Où l’on doive dire « Monsieur la Présidente », cet homme est « une grande écrivaine », ou « Doctoresse Jean Bidule » avec une certaine gêne, mais « caissier », «  homme de ménage » ou «  père au foyer » sans le moindre problème ?

Où on t’appellerait « elles » dès qu’une femme traînerait dans les parages, même si t’étais avec seize autres camarades ?

Où toutes les femmes se traiteraient sans arrêt de « sales gaillards » ou de « grosses gouines » entre elles, comme si la virilité elle-même était une vile atteinte à leur féminité ?

Où elles te laisseraient faire ton choix entre te maquiller la face  pour ressembler au masque d’un fantasme, ou t’effacer sous un voile de tissu qui puisse dissimuler c’que t’es vraiment, ou les deux finalement ça t’va pas si mal ?

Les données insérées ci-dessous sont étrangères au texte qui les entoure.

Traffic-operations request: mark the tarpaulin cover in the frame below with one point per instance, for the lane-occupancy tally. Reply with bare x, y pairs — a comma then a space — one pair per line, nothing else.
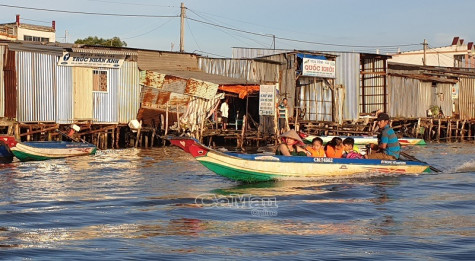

Où tu te fasses traiter d’« vulgaire beauf hoministe » si ça te plaisait pas, vu l’fait que c’est bien mieux qu’avant qu’ailleurs ou même qu’ici d’ailleurs ?

Où des corps d’hommes parfaits soient placardés à moitié nus dans toute la ville pour vendre des produits divers aux dames, et se fassent bringuebaler à quatre pattes dans les encarts publicitaires de certains sites de télédéchargement squattés par ta branleuse d’adolescente ?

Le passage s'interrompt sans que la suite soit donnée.